Iranian Journal of Astronomy and Astrophysic
Volume:1 Issue: 2, Autumn 2014

Using the usual definitions of information and entropy in quantum gravity and statistical mechanics and the existing views about the relation between information and complexity, we examine the evolution of complexity in an ever expanding universe.

We study local stability of self-gravitating fluid and stellar disk in the context of modified gravity theories which predict a Yukawa-like term in the gravitational potential of a point mass. We investigate the effect of such a Yukawa-like term on the dynamics of self-gravitating disks. More specifically, we investigate the consequences of the presence of this term for the local stability of the self-gravitating disks. In fact, we derive a generalized version of Toomre's local stability criterion for diferentially rotating disks. This criterion is complicated than the original one in the sense that it depends on the physical properties of the disk. In the case of MOdified Gravity theory (MOG), we use the current confirmed values for the free parameters of this theory, to write the generalized Toomre's criterion in a more familiar way comparable with the Toomre's criterion. This generalized Toomre's criterion may be used to study the global stability of stellar and fluid disks using computer simulations.

Alfvén waves dissipation is an extensively studied mechanism for the coronal heating problem. These waves can be generated by magnetic reconnection and propagated along the reconnected field lines. Here, we study the generation of Alfvén waves at the presence of both steady flow and sheared magnetic field in the longitudinally density stratified of solar spicules. The initial flow is assumed to be directed along the spicule axis, and the equilibrium magnetic field is taken 1-dimensional and divergence-free. We solve linearized MHD equations numerically and find that the perturbed velocity and magnetic field oscillate similarly which can be interpreted as generation and propagation of Alfvénic waves along spicule axis. The results of calculations give periods of around 25 and 70 s for these waves which are in good agreement with observations.
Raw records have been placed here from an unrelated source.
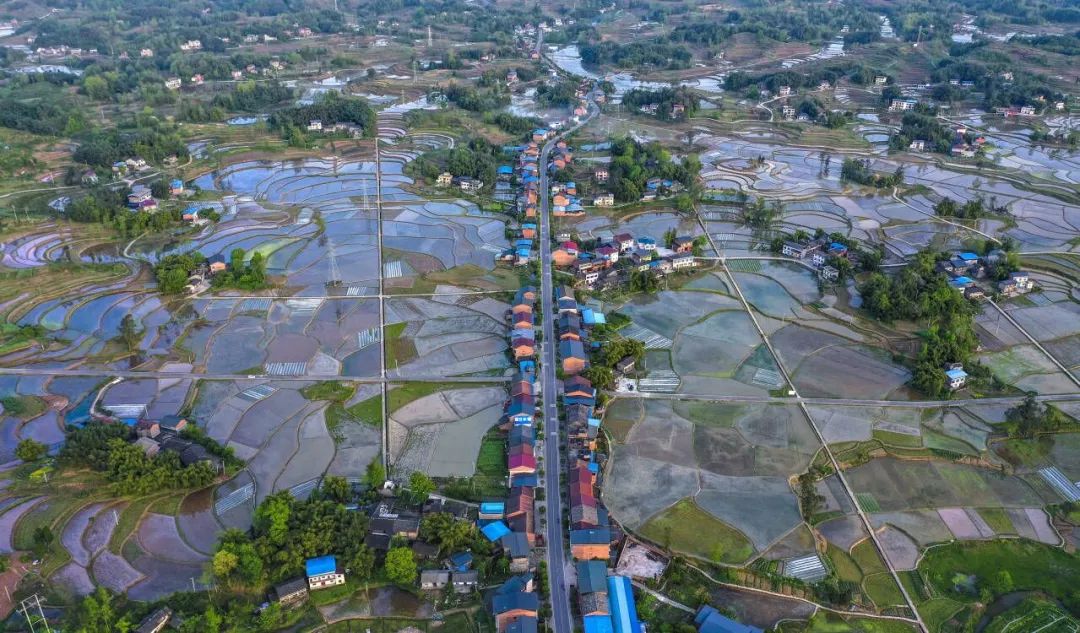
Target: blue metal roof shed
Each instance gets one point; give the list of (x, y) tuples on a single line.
[(321, 565), (623, 608), (495, 530), (598, 624)]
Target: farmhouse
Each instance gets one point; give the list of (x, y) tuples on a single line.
[(323, 571), (292, 592), (709, 620)]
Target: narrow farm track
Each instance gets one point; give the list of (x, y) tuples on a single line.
[(821, 438)]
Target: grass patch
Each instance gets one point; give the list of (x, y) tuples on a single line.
[(826, 622), (1030, 565), (867, 502), (882, 590), (490, 476), (998, 520), (687, 528), (621, 416), (23, 406), (844, 565), (709, 414), (1026, 453), (458, 622), (169, 504), (406, 392), (399, 350), (866, 556), (472, 275), (899, 440), (939, 610), (332, 390), (368, 411), (45, 513), (129, 521), (942, 442), (1033, 615), (333, 594)]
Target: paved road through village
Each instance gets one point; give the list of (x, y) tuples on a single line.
[(556, 552)]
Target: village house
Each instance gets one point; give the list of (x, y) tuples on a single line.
[(514, 601), (902, 105), (156, 621), (956, 376), (464, 581), (604, 200), (292, 592), (798, 251), (709, 620), (1017, 283), (323, 571), (434, 579), (574, 357), (588, 544), (469, 185), (682, 260)]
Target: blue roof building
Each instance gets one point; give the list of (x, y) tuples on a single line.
[(590, 317), (592, 576), (598, 624), (622, 606), (320, 566), (461, 561), (527, 480), (495, 530), (709, 620)]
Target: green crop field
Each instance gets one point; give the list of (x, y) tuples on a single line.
[(1029, 565), (687, 528)]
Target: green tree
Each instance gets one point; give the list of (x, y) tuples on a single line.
[(443, 529), (376, 474), (401, 565), (42, 538), (420, 486), (96, 88), (130, 333), (362, 563), (224, 564), (271, 516), (30, 449), (336, 488)]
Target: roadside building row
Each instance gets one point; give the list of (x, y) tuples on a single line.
[(610, 263)]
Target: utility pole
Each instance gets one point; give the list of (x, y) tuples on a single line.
[(26, 607)]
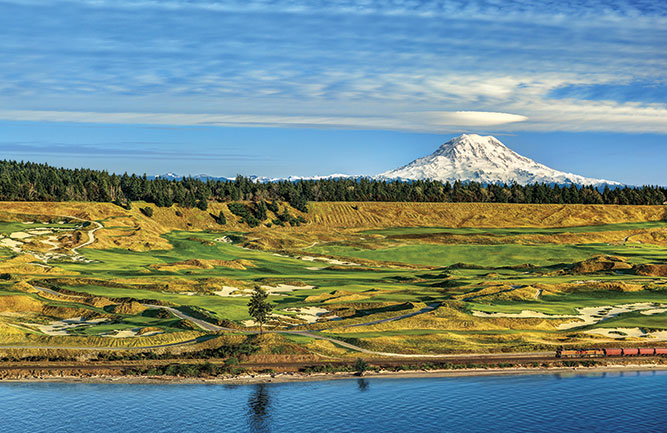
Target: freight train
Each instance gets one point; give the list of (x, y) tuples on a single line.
[(601, 353)]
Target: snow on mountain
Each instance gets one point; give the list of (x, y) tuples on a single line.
[(484, 159)]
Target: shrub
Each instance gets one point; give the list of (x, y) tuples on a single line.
[(148, 211)]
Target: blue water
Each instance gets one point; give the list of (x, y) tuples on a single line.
[(618, 402)]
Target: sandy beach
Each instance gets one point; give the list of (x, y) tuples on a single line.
[(303, 377)]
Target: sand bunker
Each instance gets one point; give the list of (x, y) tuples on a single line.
[(525, 314), (20, 235), (13, 245), (585, 316), (274, 316), (629, 333), (233, 292), (593, 315), (129, 333), (310, 314), (60, 327), (284, 288), (327, 260)]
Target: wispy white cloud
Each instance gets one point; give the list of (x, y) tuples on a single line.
[(434, 66)]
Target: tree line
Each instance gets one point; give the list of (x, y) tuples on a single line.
[(27, 181)]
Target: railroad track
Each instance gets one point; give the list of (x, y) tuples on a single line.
[(122, 365)]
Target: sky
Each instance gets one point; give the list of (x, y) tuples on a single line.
[(312, 87)]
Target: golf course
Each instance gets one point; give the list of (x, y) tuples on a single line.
[(354, 278)]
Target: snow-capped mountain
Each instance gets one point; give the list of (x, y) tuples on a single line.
[(484, 159)]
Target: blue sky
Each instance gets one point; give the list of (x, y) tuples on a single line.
[(305, 87)]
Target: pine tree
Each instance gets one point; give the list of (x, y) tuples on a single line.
[(259, 307)]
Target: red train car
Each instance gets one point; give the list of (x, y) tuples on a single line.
[(597, 353)]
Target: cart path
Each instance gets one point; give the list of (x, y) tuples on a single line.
[(210, 327)]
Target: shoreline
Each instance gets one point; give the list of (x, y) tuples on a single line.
[(316, 377)]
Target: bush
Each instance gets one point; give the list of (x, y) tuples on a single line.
[(148, 211), (220, 219), (273, 207), (239, 209), (202, 204), (232, 361)]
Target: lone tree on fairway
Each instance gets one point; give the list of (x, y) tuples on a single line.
[(259, 308)]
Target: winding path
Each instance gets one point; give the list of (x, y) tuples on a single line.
[(210, 327)]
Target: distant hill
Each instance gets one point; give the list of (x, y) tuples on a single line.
[(477, 158)]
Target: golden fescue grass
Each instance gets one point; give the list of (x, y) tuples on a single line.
[(447, 318), (492, 215), (131, 307), (652, 270), (20, 304), (601, 263), (194, 264), (327, 221), (26, 264), (338, 296), (646, 236)]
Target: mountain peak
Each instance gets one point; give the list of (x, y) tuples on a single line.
[(484, 159)]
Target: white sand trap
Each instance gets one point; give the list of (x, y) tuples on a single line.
[(40, 231), (585, 316), (11, 244), (310, 314), (233, 292), (592, 315), (51, 240), (284, 288), (125, 333), (60, 327), (327, 260), (274, 316), (20, 235), (629, 333), (525, 314), (129, 333)]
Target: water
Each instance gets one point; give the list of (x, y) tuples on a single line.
[(619, 402)]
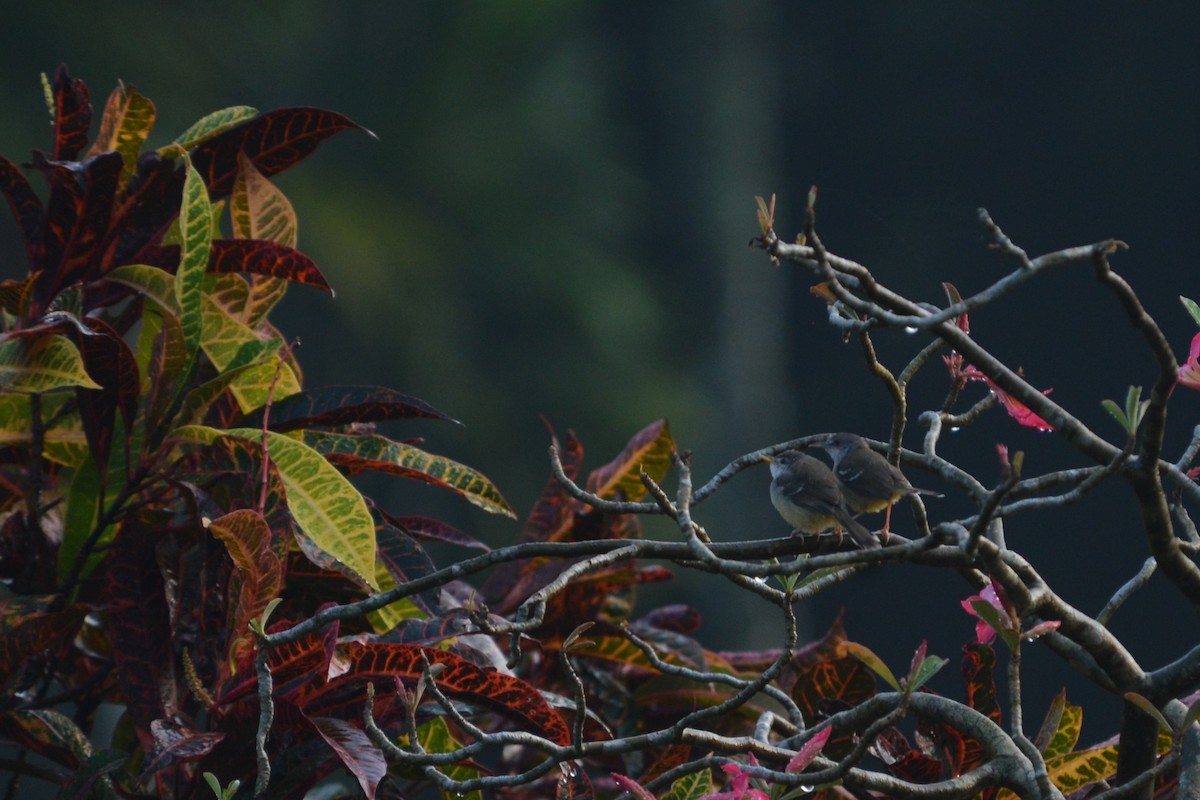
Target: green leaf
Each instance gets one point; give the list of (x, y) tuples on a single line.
[(41, 364), (259, 209), (213, 124), (64, 441), (358, 453), (927, 669), (873, 662), (436, 738), (155, 283), (1191, 716), (250, 385), (649, 450), (997, 620), (196, 234), (1067, 722), (1144, 703), (1193, 308), (327, 507), (1117, 413), (127, 121), (228, 343)]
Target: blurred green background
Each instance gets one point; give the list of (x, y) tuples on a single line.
[(555, 216)]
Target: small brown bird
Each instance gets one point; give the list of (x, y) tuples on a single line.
[(869, 481), (807, 494)]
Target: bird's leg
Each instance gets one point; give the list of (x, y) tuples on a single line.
[(887, 525)]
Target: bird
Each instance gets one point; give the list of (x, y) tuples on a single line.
[(869, 481), (807, 494)]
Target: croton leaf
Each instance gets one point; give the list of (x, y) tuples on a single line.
[(27, 209), (108, 358), (259, 573), (435, 737), (228, 342), (648, 451), (336, 405), (360, 453), (48, 733), (196, 233), (258, 209), (78, 214), (127, 120), (274, 142), (430, 530), (139, 626), (72, 115), (29, 630), (360, 757), (330, 512), (144, 210), (41, 364), (1061, 728), (978, 667), (210, 125), (459, 679), (259, 257), (177, 743)]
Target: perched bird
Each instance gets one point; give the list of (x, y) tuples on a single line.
[(869, 481), (807, 494)]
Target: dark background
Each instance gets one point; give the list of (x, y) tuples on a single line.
[(553, 221)]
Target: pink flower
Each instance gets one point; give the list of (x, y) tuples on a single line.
[(1189, 373), (984, 630), (1015, 408), (739, 785)]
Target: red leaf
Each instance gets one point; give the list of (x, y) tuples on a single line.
[(111, 364), (406, 560), (145, 208), (633, 787), (648, 450), (810, 750), (678, 618), (27, 209), (139, 625), (363, 758), (72, 115), (273, 142), (177, 743), (268, 258), (258, 577), (460, 679), (77, 217), (978, 667), (334, 405), (29, 632)]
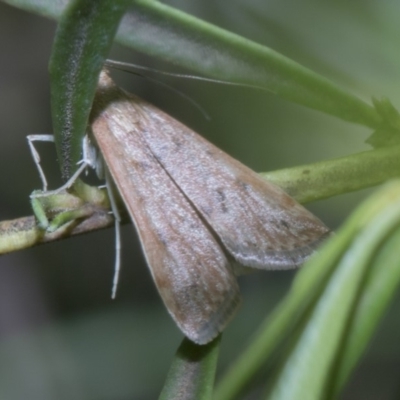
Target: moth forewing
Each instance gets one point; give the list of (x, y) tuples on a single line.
[(191, 202), (189, 267)]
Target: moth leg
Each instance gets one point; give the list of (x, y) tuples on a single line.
[(117, 218), (36, 156), (90, 159)]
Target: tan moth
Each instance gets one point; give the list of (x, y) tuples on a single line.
[(196, 209)]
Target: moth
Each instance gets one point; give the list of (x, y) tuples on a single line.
[(197, 211)]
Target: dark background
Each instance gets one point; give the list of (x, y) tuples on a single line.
[(61, 336)]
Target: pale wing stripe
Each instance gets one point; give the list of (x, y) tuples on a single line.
[(189, 267)]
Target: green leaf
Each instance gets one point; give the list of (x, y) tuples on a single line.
[(171, 35), (314, 317), (83, 39)]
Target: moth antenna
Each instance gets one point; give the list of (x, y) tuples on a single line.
[(121, 66), (129, 67)]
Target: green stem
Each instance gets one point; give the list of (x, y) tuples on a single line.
[(329, 178)]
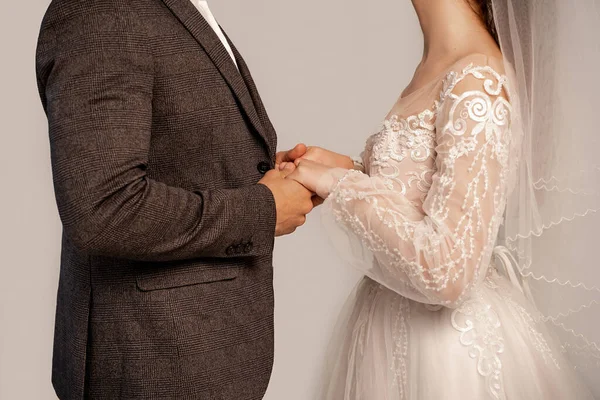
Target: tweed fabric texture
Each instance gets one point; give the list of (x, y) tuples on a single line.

The dependence of the lateral distribution of Cherenkov light in simulated extensive air showers to the energy and the mass of the primary cosmic rays has been studied. It has been shown that a previous claim about mass independent proportionality of shower energy to the total Cherenkov photon number is not valid in energies below EEAS ~ 1014 eV. We have found that the core distance of the so called hump in the lateral distribution of Cherenkov light in gamma ray initiated showers is independent from shower energy. The hump disappears in showers with EEAS ≳ 1014 eV. Finally, a simple model for the lateral Cherenkov light lateral distribution has been proposed, which can be fitted to all types of cosmic ray showers. The fit parameters seem to be promising for primary cosmic ray mass discrimination.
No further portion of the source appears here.